Inflammatory myofibroblastic tumours of the liver: gadoxetic acid-enhanced and diffusion-weighted MRI findings with 18F-FDG PET/CT and clinical significance of regression on follow-up.

AIM: To assess gadoxetic acid-enhanced and diffusion-weighted (DW) magnetic resonance imaging (MRI) findings of inflammatory myofibroblastic tumours (IMTs) of the liver using combined 2-[(18)F]-fluoro-2-deoxy-D-glucose (FDG) positron-emission tomography (PET)/computed tomography (CT), and to evaluate clinical course with volume change on follow-up.

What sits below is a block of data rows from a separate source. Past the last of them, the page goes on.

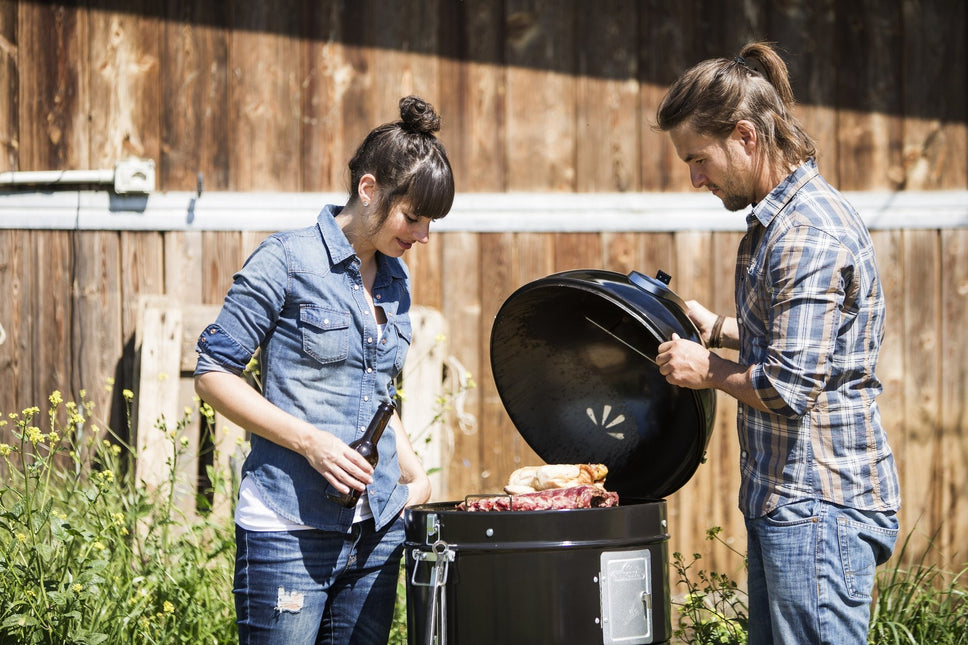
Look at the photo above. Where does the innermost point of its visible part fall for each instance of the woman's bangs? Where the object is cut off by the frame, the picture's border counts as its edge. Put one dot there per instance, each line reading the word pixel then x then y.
pixel 431 192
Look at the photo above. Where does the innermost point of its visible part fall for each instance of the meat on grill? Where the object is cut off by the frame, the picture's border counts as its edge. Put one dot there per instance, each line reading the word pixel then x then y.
pixel 585 496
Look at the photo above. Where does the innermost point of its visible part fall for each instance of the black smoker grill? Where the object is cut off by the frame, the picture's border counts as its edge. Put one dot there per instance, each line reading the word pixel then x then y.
pixel 572 360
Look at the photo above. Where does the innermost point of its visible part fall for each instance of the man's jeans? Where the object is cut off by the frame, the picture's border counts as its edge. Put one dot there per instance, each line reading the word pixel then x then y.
pixel 292 585
pixel 811 572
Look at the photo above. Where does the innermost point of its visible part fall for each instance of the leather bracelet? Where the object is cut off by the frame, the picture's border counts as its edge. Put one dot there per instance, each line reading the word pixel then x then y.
pixel 716 335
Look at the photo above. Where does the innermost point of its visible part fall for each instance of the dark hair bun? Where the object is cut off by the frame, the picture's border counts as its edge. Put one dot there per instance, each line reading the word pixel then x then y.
pixel 418 116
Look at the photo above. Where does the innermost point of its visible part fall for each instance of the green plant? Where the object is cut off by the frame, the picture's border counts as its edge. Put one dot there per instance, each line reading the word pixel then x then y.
pixel 912 605
pixel 920 603
pixel 714 609
pixel 89 555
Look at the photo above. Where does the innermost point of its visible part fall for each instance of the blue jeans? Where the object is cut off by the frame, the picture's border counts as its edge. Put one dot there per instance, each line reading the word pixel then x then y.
pixel 811 572
pixel 312 587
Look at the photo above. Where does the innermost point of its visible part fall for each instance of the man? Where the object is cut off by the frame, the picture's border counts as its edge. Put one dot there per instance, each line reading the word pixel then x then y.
pixel 819 484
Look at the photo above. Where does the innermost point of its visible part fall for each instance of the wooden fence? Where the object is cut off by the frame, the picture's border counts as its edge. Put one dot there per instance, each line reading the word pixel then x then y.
pixel 75 297
pixel 538 96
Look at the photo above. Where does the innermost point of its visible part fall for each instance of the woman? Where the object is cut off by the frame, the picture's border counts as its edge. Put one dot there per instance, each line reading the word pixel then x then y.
pixel 328 307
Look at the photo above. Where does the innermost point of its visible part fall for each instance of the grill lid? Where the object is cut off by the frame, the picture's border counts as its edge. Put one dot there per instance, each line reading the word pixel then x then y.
pixel 572 357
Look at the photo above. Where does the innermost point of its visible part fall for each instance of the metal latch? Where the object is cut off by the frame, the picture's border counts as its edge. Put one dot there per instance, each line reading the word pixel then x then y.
pixel 441 555
pixel 625 583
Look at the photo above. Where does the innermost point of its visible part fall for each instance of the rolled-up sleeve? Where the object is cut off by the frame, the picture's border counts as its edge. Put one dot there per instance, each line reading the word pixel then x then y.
pixel 250 310
pixel 807 269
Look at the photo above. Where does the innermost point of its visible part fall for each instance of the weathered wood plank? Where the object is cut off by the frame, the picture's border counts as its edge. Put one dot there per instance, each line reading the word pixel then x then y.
pixel 222 256
pixel 158 337
pixel 193 59
pixel 472 94
pixel 920 475
pixel 577 251
pixel 325 150
pixel 50 318
pixel 125 76
pixel 96 329
pixel 16 349
pixel 183 265
pixel 497 434
pixel 535 260
pixel 54 89
pixel 869 140
pixel 806 32
pixel 10 91
pixel 422 413
pixel 541 117
pixel 265 89
pixel 933 155
pixel 891 368
pixel 952 425
pixel 461 280
pixel 668 23
pixel 608 122
pixel 689 508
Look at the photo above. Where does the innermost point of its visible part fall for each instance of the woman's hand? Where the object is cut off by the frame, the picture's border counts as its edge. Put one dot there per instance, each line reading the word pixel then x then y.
pixel 342 466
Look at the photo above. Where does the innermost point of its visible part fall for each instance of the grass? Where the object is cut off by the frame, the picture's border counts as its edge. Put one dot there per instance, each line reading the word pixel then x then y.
pixel 914 604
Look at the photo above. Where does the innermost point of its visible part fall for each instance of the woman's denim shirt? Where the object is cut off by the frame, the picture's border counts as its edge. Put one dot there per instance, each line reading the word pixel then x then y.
pixel 300 298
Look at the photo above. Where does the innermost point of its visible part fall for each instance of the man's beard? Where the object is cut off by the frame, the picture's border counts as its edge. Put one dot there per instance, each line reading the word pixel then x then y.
pixel 734 202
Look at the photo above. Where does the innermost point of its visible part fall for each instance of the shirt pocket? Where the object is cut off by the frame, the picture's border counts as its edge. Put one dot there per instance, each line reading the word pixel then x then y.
pixel 404 331
pixel 325 333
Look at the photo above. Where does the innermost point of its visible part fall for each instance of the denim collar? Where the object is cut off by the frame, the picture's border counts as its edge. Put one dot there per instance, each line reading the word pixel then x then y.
pixel 341 251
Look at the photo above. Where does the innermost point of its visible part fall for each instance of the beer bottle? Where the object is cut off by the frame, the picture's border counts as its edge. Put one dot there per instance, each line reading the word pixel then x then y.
pixel 366 446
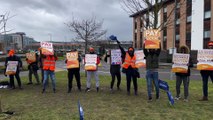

MATERIALS AND METHODS: Gadoxetic acid-enhanced and DW MRI findings of 18 histopathologically proven hepatic IMTs in 13 patients were retrospectively reviewed. The clinical features, qualitative (signal intensity and enhancement pattern) and quantitative data [apparent diffusion coefficient (ADC)], and analysis of FDG-PET/CT findings were collected. The volume of IMTs during follow-up was measured using a tumour half-time.
RESULTS: Most of the IMTs (9/13, 69.2%) were found incidentally. IMTs were predominantly seen as well-defined (16/18, 88.9%) masses with peritumoural hypointensity during the hepatobiliary phase (17/18, 94.4%) and showed five morphological types: target-like hypervascular mass (n = 9), hypovascular mass (n = 5), heterogeneous enhancing mass (n = 2), sclerosing mass (n = 1), and non-target hypervascular mass (n = 1). All lesions showed diffusion restriction and hypermetabolic mass on FDG-PET/CT images. The mean ADC value and ADC ratio of IMTs to liver were 0.828 × 10(-3) mm(2)/s and 0.76, respectively. On follow-up, all 11 IMTs showed rapid regression (mean tumour half-time, 38.49 days) with no tumour recurrence or distant metastasis.
CONCLUSION: Although hepatic IMTs can mimic abscess and malignant tumours at MRI and PET/CT, peritumoural hypointensity during the hepatobiliary phase with rapid regression on follow-up could be helpful for differentiating it from other lesions.